Animals younger than 15 weeks showed mostly a reduction of iNOS expression, while older animals showed increased iNOS expression for some LLLT protocols. Intensity and time course of inducible nitric oxide expression was found to not only depend on wavelength but also on the mode of delivery, continuous versus pulsed irradiation.
Pulsed delivery of 905 nm radiation showed higher signal in both age groups. LLLT mediated by 690 nm significantly reduced the BLI signal compared to control groups for both age groups, indicating an effect on iNOS expression.
Mitochondria and the rough endoplasmic reticulum both have high relative amounts of lipid membrane shown to absorb NIR light and their size and possibility of lipid as being the main absorber makes both organelles potential target structures for selective photothermolysis mediated LLLT; wherein, the mechanism is possible due to change in the membranes integrity over time periods less than a few microseconds but long enough to permit ions or proteins to cross them.

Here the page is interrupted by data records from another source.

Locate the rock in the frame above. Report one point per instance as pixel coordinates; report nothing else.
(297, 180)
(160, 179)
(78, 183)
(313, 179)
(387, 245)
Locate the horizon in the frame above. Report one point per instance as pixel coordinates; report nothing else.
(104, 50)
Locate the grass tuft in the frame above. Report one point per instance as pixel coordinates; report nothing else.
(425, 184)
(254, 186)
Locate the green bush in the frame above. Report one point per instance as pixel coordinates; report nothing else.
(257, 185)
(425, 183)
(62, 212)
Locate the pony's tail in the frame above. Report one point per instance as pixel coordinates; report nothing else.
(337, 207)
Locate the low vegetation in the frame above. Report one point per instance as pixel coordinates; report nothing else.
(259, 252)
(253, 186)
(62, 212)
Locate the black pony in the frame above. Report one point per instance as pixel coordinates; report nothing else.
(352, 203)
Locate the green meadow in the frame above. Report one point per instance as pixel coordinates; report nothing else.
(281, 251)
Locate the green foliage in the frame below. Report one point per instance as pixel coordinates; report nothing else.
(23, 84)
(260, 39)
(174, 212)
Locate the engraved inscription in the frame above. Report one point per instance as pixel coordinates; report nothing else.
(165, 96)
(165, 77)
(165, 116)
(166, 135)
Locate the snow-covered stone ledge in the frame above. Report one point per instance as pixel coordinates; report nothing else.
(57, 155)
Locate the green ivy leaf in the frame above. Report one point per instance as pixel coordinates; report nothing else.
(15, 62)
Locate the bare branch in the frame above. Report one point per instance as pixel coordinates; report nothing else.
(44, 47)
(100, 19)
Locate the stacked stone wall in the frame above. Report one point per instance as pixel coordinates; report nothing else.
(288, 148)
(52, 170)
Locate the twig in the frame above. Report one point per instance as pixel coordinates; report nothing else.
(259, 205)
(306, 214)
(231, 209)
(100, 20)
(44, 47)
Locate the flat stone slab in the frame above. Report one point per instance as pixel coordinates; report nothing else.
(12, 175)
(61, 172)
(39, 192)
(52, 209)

Additionally, for the pulsed light model, the bioluminescence intensity (BLI) signal peaked at a later time (four to six hours after) compared to other groups (Figure 1).
Furthermore, a 700 percent increase in nitric oxide production over control was observed when using 905 nm pulsed delivery (Figure 2).
Of additional clinical importance is the efficacy of the 905 nm NIR light as it experiences a lower attenuation compared to 635 nm red light and hence is better suited for the treatment of large tissue volumes such as knee joints affected by osteoarthritis.
LLLT exhibits different effects in induced inflammatory process according to different wavelengths and wave mode. Upregulation of iNOS gene following 905nm pulsed wave suggests a different mechanism in activating the inflammatory pathway response when compared to the continuous wave.